Oh, and they can’t agree to anything to keep their fellow players safer on the ice. All and all, it’s an unwieldy collection of morons, which probably isn’t all that surprising given how much of the membership stopped going to school in 7th grade.
And yet, they finally got one over on the owners. The next NHL season has had no official start date as the owners sought to claw back some of the things they agreed to back in the summer that saw the 2020 playoffs finished. The owners wanted more salary deferred for this upcoming season and a raise on the escrow caps in the following years because they don’t like the outlook of a season that will be played, at least partially, without fans in the stands.
For once, the players dug their heels in, tapped on the Memorandum of Understanding that the owners agreed to with one hand while doing the “the-finger-thing-means-the-taxes” with the other. Gary Bettman tried to go to the Rob Manfred playbook of painting the players as the bad guys, or trying to find euphemisms for what was a blatant money-grab, with the same success as Manfred, which is to say zilch.
Reportedly, the players said they’d agree to more deferments for a raising of the cap, which of course caused the owners to choke on their spritzers. And so the owners caved. They’ve moved past any financial consideration, and are now trying to figure out the logistics of a 56-game season starting on Jan. 13, which is no small hill to ascend.
It also lets you know just how much bullshit the owners’ demands are, because if it was so perilous to play this season, they wouldn’t have waved the white flag on this discussion. Whatever owners were talking a big game about not playing at all rather than going crowdless were either full of it or were talked out of their hardline stance.
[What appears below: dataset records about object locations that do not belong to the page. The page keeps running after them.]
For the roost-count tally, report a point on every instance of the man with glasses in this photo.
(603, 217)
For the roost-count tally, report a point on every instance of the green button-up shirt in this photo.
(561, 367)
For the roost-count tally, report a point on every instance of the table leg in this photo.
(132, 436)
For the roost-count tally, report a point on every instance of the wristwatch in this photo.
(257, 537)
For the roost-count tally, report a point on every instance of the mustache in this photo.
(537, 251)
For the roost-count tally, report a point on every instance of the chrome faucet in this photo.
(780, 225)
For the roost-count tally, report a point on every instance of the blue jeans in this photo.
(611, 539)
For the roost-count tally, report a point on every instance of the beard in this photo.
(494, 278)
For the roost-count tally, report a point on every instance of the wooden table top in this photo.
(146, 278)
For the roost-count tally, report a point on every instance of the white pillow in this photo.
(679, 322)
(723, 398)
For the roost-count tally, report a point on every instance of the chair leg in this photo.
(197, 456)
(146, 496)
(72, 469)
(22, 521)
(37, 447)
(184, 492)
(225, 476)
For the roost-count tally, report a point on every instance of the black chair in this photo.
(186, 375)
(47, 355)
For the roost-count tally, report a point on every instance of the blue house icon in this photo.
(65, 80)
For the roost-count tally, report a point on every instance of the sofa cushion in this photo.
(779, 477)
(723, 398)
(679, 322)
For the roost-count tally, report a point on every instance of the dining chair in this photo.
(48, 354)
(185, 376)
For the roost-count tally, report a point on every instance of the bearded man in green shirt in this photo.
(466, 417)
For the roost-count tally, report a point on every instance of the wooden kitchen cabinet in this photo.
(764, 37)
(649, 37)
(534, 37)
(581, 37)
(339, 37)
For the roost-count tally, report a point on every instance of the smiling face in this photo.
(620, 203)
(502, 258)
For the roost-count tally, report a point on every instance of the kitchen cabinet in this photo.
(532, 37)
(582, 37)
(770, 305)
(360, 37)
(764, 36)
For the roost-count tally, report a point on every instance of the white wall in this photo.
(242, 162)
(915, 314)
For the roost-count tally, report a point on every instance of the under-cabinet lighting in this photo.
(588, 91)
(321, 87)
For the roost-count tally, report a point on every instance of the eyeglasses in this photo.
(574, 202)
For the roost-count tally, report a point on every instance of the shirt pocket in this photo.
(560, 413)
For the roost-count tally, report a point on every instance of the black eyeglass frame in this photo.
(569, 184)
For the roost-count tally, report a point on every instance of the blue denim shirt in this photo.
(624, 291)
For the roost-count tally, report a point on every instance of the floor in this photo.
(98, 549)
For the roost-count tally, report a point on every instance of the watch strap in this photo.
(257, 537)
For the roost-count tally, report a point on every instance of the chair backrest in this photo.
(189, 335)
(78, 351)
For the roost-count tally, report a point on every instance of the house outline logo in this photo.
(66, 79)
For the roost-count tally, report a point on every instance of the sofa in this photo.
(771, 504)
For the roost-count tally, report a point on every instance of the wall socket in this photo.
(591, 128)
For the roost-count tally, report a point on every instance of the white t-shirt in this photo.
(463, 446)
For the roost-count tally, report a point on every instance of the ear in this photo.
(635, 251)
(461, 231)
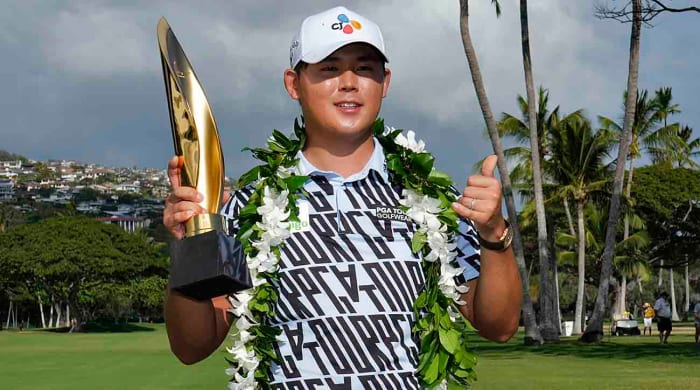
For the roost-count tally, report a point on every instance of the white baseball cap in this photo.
(323, 33)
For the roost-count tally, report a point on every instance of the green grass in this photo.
(141, 360)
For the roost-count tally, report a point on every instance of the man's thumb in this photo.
(489, 165)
Kind of perfect that it’s the hockey owners that are the first group of owners in decades to lose a stare-down with a players union.
Anyway, in the words of Crash Bandicoot, “Less work, more hockey.”
The MLS playoffs might have crescendoed last night in Seattle. Minnesota FC tried to pull the same act that they did in Kansas City in the previous round: Defend their way through the match and catch the opponent on the counter, and don’t miss their chances. It worked for 75 minutes, as The Loons took a 2-0 lead.
And then they forgot how to defend a corner.
Seattle had been pretty predictable and tepid in attack until the introduction of Will Bruin: Crosses from deep, passes played sideways, everything in front of Minnesota’s defenders. But then after substitutions, Seattle started getting in better spots and making the Minnesota defense run toward its own goal. Bruin scored off a weird bounce to bring the Sounders within one, and then it was about Minnesota having their controllers turn off on corners in the dying throes. First they let Seattle’s Raul Ruidiaz loiter at the back post like it was Walden Pond.
Then Gustav Svensson in the second minute of injury time was escorted to the ball like he was going to meet the groom to be, and suddenly the Sounders had a 3-2 win and their fourth trip to the MLS Cup final in five years. The only shame was not having 45,000 Sounders fans turning into an indecipherable mass of energy somewhere around the decibel level of the Earth collapsing.
Seattle will head to Columbus on Saturday night for the final, and to cap off what has been a truly zany playoffs full of late and incredible goals, penalty shootouts, upsets, and logic being burned alive. The playoffs may make a mockery of the MLS regular season, but seeing as how this season was a mockery anyway, let’s just sink into the muck happily, rubbing it on our bare chests and cackling maniacally. There’s nothing to hold onto anyway.